Mea culpa … the article below was accidentally posted prematurely before I had the author’s permission. She has now generously granted permission to share it. JW
Author warning: Without the protections of Roe vs Wade, we are becoming essentially two nations: a first-world nation where it’s relatively safe to become pregnant, and a third-world nation where it’s very dangerous to become pregnant (unless there’s a nationwide ban, in which case pregnant women will all move into a higher-risk stratum). — Elaine Pearce, MD, MHP
(Copyrighted images throughout; for personal, fair use only.)
At its baseline (even before Roe v. Wade overturned), the US was a relatively dangerous place to be pregnant, with maternal mortality rates far higher than other advanced, developed nations. The answer to why is easy: access to care.
Maternity care deserts are places where pregnant women have to drive for long distances to obtain basic prenatal care, treatment for obstetric emergencies and to find places to deliver their babies. As you might expect, outcomes are worse in these regions. Maternity Care Deserts, 2023 (Source: March of Dimes, 2022-3) Dimes)
There are two places where these mainly exist: rural areas (lower population density, fewer resources) and poorer parts of the country, such as the Deep South and Appalachia.
Given that we know we have poor outcomes and that services are unevenly distributed, what are we doing about this?
Answer: nothing. It’s getting worse at a rapid clip. The reason for this is that, unlike all other advanced societies, we don’t view healthcare as a basic human right, we view it as a business. Maternity care centers (aka Labor and Delivery centers, or L and Ds) are money losers – they need to be staffed 24/7 even when there are no patients, and delivering moms are often poor or uninsured. Since an increasing number of American hospitals are run by for-profit corporations, when the question is asked, “Which departments are under-performing?” the answer is obvious and L&Ds get axed.
Roe v. Wade, the landmark Supreme Court case 1973 – June, 2022
For almost 50 years, this case protected a woman’s Constitutional right to an abortion. Note: Roe v. Wade was not a carte-blanche approval. For each trimester, the criteria got stricter, with third-trimester abortions limited to being essential to protect the life or health of the mother.

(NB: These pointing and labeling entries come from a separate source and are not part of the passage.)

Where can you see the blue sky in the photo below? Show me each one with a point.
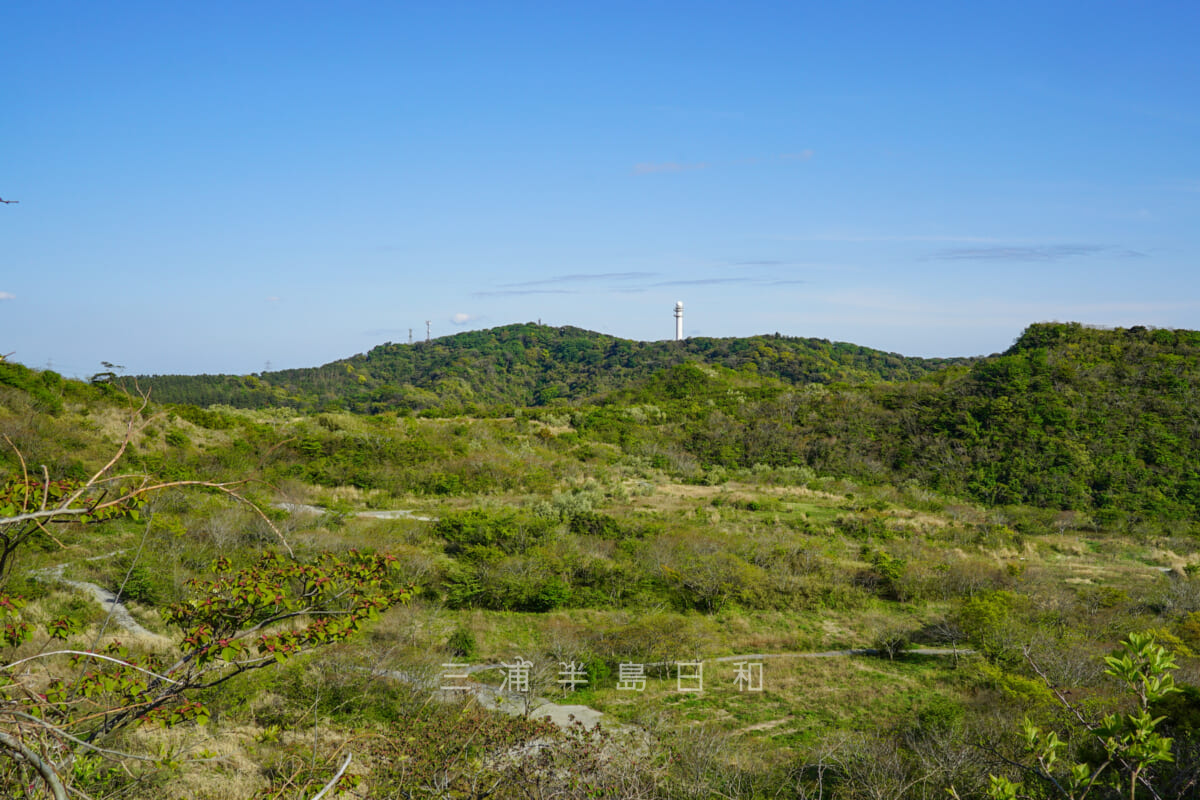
(219, 187)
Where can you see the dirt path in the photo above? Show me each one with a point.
(117, 611)
(300, 507)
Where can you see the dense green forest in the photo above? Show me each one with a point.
(526, 365)
(928, 563)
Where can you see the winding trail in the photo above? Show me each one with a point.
(397, 513)
(107, 600)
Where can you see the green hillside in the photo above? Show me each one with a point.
(527, 365)
(916, 565)
(1068, 417)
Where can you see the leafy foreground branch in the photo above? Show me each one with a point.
(1125, 749)
(63, 707)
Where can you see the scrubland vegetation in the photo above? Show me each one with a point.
(979, 534)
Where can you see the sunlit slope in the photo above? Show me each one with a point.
(528, 365)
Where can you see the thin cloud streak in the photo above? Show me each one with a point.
(517, 293)
(647, 168)
(582, 277)
(1007, 253)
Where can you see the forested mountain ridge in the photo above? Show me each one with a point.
(528, 365)
(1068, 417)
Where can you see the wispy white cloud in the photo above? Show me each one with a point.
(849, 236)
(582, 277)
(1009, 253)
(517, 293)
(647, 168)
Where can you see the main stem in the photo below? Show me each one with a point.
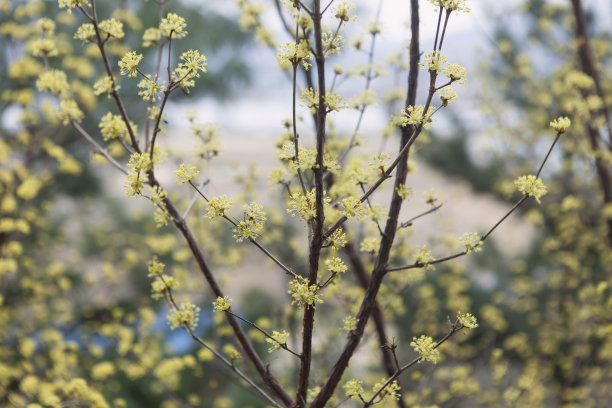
(316, 241)
(378, 273)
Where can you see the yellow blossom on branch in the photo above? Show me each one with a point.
(561, 124)
(186, 314)
(129, 63)
(278, 340)
(173, 26)
(467, 320)
(424, 345)
(531, 185)
(185, 174)
(222, 304)
(217, 206)
(471, 241)
(304, 294)
(353, 388)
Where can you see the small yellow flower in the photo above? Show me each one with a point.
(291, 53)
(350, 323)
(353, 388)
(111, 28)
(186, 314)
(302, 293)
(423, 257)
(173, 26)
(217, 207)
(467, 320)
(561, 124)
(129, 64)
(185, 174)
(424, 345)
(232, 352)
(335, 265)
(471, 242)
(222, 304)
(531, 185)
(278, 340)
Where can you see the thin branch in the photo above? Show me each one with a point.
(231, 365)
(195, 198)
(316, 241)
(99, 148)
(455, 327)
(416, 217)
(378, 273)
(257, 244)
(265, 333)
(109, 72)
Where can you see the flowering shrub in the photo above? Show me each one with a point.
(344, 260)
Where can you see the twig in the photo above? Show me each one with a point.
(253, 241)
(243, 376)
(99, 148)
(455, 327)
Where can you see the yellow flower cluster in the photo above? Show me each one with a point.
(129, 63)
(222, 304)
(335, 265)
(561, 124)
(433, 61)
(451, 5)
(467, 320)
(423, 256)
(217, 206)
(390, 392)
(150, 88)
(186, 314)
(140, 163)
(531, 185)
(192, 62)
(156, 268)
(70, 4)
(304, 205)
(173, 26)
(184, 174)
(53, 81)
(161, 285)
(353, 388)
(342, 9)
(455, 72)
(252, 225)
(232, 352)
(424, 345)
(290, 54)
(350, 323)
(151, 36)
(303, 294)
(86, 32)
(380, 162)
(69, 111)
(471, 242)
(111, 28)
(417, 116)
(447, 96)
(113, 127)
(278, 340)
(370, 245)
(353, 208)
(337, 240)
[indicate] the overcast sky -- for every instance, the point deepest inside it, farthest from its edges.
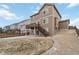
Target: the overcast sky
(13, 13)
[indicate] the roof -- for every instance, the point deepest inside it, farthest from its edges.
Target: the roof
(64, 21)
(17, 23)
(48, 5)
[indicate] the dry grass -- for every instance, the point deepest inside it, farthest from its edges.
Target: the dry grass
(26, 47)
(77, 31)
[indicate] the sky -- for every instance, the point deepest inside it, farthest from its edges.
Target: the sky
(15, 12)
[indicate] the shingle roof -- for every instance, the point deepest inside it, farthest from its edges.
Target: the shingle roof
(48, 5)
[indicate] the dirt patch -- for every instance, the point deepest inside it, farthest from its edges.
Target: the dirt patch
(26, 46)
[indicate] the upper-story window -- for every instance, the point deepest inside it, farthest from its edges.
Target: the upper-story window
(44, 21)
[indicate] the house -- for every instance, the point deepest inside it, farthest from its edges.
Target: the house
(44, 23)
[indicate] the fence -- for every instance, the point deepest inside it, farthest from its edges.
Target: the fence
(4, 35)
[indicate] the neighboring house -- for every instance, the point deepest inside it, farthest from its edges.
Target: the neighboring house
(44, 23)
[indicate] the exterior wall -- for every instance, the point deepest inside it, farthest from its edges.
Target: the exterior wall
(49, 17)
(64, 25)
(13, 26)
(22, 26)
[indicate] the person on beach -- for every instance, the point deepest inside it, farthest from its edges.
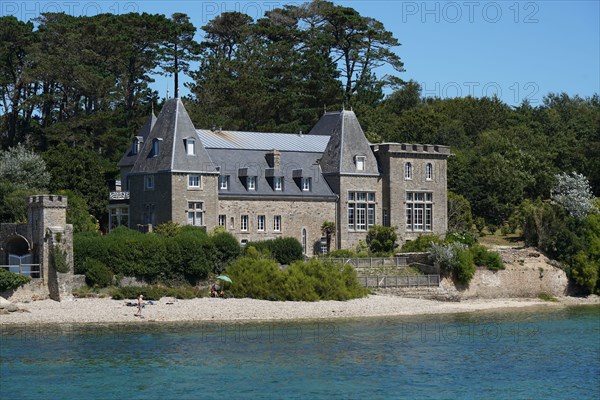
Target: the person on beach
(140, 306)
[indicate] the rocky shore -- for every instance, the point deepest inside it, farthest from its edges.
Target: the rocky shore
(97, 310)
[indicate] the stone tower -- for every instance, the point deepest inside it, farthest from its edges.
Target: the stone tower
(47, 229)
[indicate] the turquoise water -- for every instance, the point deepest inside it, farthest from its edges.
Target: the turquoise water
(534, 354)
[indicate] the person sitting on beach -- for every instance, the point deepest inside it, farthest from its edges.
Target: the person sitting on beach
(140, 306)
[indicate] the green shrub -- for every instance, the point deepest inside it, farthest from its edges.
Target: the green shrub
(98, 274)
(11, 280)
(420, 244)
(284, 250)
(382, 240)
(261, 278)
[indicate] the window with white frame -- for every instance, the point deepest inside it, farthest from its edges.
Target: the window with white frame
(155, 147)
(277, 223)
(306, 184)
(361, 210)
(251, 181)
(429, 171)
(190, 147)
(360, 162)
(407, 170)
(419, 211)
(194, 181)
(149, 182)
(224, 182)
(278, 183)
(260, 223)
(195, 213)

Dobbs vs. Jackson Women’s Health Organization. Within 6 months, 15 states had banned abortion, with more states banning or restricting it since. The deciding votes were cast by the three Supreme Court justices that Donald Trump appointed. Multiple states rushed to ban or severely restrict the procedure.
Current Abortion Bans and Restrictions
Over one third of American females lives in states with bans or restrictions. Very few women know that they are pregnant at 6 weeks, so in effect 6-week bans are full bans.
Note that there has been an attempt to confuse the public by switching between terms such as “bans,” “restrictions,” and “limitations.” In each case, the definiCon of the term in that context needs to be understood (and is often not explained). “Donald Trump will oppose a national abortion ban,” (per JD Vance) does not exclude the possibility of a national abortion “restriction” at 6 weeks, which, as explained, will turn out to be a total ban for the vast majority of women.
If you want continuously updated info on what individual states are up to on this issue, go to After Roe Fell: Abortion Laws by State.
A critical thing to understand is that if a woman seeks to terminate her pregnancy, the procedure is called an “abortion”. If she is having a miscarriage, the procedure is called a “D and C” (dilation and curettage). They are the exact same procedure (except for late miscarriages, when a dilation and evacuation procedure may be used instead). A doctor in an abortion-ban state, therefore, has the potential of facing 12 jurors, none of whom likely have medical training (and with the possibility that some of them are anti-abortion activists looking to make a statement), and trying to convince them that s/he was doing a D&C for a woman having an inevitable miscarriage vs. an illegal abortion for a woman who was just having some temporary bleeding during an otherwise uneventful pregnancy. An unlucky throw of the dice means, not just the end of a career, but a prison term.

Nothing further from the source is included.